Wygląda co najmniej dziwnie, ale z drugiej strony eksperymenty z kształtami instrumentów to nic nowego. W latach osiemdziesiątych Gary Moore grywał na dziwacznej Synth Axe.
A na przykład John Lennon z powodzeniem wykorzystywał gitarę Sardonyx do nagrywania ostatniego solowego albumu.
Przegląd najdziwniejszych gitar to temat na osobny artykuł, którego możecie się zresztą tutaj spodziewać, jednak dzisiaj przyglądamy się konkretnemu projektowi. Nazywa się Curvo i został zaprojektowany przez Ezrę Feldmana.
Instrument, choć stara się być wierny swemu pierwowzorowi, nie posiada strun. Gdyby je miał, osiągnięcie tak wygiętego kształtu byłoby niemożliwe. Zamiast strun wewnątrz gryfu zamontowano czujniki, które przekazują dalej informacje o tym gdzie w danej chwili znajduje się palec grającego i jaki dźwięk powinien wybrzmieć. Dodatkowo instrument został wyposażony w system do kontrolowania efektów brzmieniowych
Za pomocą technologii bezprzewodowej połączy się z aplikacją na naszym telefonie i pozwoli sterować syntezatorem imitującym brzmienia prawdziwych gitar. Użytkownik może sobie wybrać zarówno styl brzmienia do ulubionego gatunku muzycznego, jak i ręcznie poustawiać wirtualne gałki wzmacniaczy i efektów. Możliwości są naprawdę ogromne.

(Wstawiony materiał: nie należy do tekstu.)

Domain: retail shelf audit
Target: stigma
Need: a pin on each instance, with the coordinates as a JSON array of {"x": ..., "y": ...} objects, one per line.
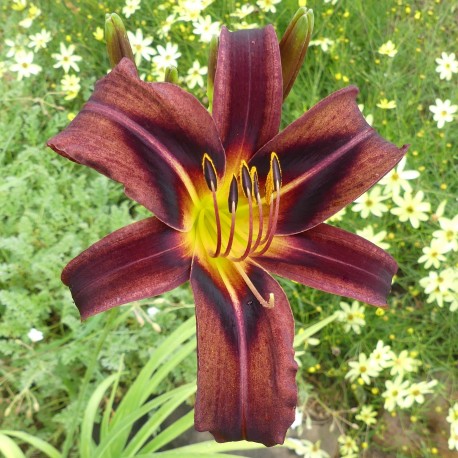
[{"x": 250, "y": 232}]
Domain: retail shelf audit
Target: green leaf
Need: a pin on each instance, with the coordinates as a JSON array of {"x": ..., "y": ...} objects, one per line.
[
  {"x": 214, "y": 447},
  {"x": 87, "y": 445},
  {"x": 35, "y": 442},
  {"x": 9, "y": 448},
  {"x": 154, "y": 422},
  {"x": 170, "y": 433},
  {"x": 178, "y": 453},
  {"x": 311, "y": 330},
  {"x": 144, "y": 384},
  {"x": 109, "y": 407},
  {"x": 132, "y": 417}
]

Czy jednak Curvo zastąpi gitarę? To bardzo mało prawdopodobne. Do tej pory przez wieki ludzkość śledziła wiele wynalazków muzycznych, jednak bardzo inne mniej rewolucyjne, jednak na zupełnie zastąpienie tradycji nowoczesną techniką jest zdecydowanie za wcześnie. Mamy już zrobotyzowane gitary, uczące nas muzyki ukulele, jednak magia strun i drewna wciąż pozostaje żywa. Nawet, jeśli czasem się rozstroi.